To be fit and healthy you need to be physically active. Regular physical activity can help protect you from serious diseases such as obesity, heart disease, cancer, mental illness, diabetes and arthritis. Riding your bicycle regularly is one of the best ways to reduce your risk of health problems associated with a sedentary lifestyle.
Cycling is a healthy, low-impact exercise that can be enjoyed by people of all ages, from young children to older adults. It is also fun, cheap and good for the environment. Riding to work or the shops is one of the most time-efficient ways to combine regular exercise with your everyday routine.
Cycling for health and fitness
It only takes two to four hours a week to achieve a general improvement to your health. Cycling is:
- Low impact – it causes less strain and injuries than most other forms of exercise.
- A good muscle workout – cycling uses all of the major muscle groups as you pedal.
- Easy – unlike some other sports, cycling does not require high levels of physical skill.
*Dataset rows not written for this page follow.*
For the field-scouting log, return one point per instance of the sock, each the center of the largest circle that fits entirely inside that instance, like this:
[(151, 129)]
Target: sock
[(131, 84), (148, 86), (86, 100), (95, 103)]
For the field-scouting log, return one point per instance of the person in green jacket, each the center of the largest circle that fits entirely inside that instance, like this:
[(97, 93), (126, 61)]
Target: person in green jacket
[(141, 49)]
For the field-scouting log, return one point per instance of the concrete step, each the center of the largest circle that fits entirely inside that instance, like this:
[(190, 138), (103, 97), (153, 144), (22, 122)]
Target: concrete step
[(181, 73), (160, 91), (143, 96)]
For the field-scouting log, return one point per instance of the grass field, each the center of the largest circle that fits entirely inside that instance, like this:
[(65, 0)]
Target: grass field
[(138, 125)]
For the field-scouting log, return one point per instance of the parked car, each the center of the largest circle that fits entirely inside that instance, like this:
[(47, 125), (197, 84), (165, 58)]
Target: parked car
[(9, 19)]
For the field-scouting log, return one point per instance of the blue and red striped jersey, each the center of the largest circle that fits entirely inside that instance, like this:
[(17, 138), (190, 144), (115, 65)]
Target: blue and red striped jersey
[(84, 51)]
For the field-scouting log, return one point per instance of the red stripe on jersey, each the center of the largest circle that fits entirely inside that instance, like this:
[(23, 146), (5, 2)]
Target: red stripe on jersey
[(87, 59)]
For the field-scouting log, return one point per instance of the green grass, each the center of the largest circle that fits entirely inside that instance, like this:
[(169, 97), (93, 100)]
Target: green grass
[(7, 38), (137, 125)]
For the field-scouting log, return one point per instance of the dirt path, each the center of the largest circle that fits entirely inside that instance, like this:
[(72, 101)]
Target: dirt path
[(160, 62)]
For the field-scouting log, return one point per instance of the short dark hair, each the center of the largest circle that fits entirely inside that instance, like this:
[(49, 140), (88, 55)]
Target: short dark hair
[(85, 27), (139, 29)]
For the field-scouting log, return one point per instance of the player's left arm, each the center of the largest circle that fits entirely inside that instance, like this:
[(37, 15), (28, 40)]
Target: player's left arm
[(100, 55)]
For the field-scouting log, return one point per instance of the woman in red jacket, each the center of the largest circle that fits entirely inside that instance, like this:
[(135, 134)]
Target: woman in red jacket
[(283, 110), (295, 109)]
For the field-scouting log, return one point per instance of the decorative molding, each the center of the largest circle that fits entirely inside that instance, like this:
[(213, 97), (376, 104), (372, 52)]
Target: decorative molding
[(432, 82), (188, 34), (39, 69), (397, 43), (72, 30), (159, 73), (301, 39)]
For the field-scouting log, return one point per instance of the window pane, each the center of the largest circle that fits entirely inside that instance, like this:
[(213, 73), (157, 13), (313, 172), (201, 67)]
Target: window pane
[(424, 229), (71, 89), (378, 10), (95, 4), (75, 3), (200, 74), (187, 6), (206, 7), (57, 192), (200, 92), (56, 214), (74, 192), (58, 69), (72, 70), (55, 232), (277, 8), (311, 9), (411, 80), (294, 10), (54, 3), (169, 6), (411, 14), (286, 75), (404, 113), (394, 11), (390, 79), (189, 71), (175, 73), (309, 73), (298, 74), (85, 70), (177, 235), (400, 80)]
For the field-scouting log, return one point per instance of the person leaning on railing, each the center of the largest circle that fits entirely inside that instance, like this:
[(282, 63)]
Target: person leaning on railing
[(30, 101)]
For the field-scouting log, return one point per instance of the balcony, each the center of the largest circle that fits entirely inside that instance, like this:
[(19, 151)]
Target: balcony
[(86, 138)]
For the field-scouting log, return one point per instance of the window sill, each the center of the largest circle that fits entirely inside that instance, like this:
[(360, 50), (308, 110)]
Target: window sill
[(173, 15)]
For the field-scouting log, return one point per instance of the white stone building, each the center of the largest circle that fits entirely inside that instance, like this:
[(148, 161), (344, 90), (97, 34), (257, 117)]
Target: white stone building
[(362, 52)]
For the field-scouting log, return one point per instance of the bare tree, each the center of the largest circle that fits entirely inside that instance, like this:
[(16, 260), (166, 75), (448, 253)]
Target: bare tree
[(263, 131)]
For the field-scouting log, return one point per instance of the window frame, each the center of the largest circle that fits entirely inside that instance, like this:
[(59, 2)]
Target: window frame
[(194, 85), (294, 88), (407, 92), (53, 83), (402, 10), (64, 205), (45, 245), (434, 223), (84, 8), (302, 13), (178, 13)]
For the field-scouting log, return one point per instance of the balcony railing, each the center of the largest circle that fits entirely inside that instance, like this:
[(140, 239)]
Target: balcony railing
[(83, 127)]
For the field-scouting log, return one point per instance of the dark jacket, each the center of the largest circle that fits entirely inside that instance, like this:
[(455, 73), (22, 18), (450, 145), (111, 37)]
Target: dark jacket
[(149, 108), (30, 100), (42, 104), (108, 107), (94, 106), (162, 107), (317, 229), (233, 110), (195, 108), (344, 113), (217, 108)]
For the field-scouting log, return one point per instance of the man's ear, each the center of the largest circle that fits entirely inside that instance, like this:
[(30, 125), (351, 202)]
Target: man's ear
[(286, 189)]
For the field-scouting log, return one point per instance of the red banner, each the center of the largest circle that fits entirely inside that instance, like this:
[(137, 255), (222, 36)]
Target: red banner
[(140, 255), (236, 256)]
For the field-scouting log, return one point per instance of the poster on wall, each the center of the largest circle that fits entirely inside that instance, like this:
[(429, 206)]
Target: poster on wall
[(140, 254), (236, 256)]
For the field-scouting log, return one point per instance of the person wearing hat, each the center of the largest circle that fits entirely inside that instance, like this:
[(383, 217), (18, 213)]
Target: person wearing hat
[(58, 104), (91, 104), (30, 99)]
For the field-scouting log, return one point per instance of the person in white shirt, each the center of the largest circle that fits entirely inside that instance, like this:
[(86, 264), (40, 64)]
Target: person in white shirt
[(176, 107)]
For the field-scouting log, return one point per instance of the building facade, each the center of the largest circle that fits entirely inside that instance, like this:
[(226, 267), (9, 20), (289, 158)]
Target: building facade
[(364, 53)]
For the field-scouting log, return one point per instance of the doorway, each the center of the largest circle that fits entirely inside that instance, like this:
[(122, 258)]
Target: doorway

Most people know how to ride a bike and, once you learn, you don’t forget.
- Good for strength and stamina – cycling increases stamina, strength and aerobic fitness.
- As intense as you want – cycling can be done at very low intensity to begin with, if recovering from injury or illness, but can be built up to a demanding physical workout.
- A fun way to get fit – the adventure and buzz you get from coasting down hills and being outdoors means you are more likely to continue to cycle regularly, compared to other physical activities that keep you indoors or require special times or places.
- Time-efficient – as a mode of transport, cycling replaces sedentary (sitting) time spent driving motor vehicles or using trams, trains or buses with healthy exercise.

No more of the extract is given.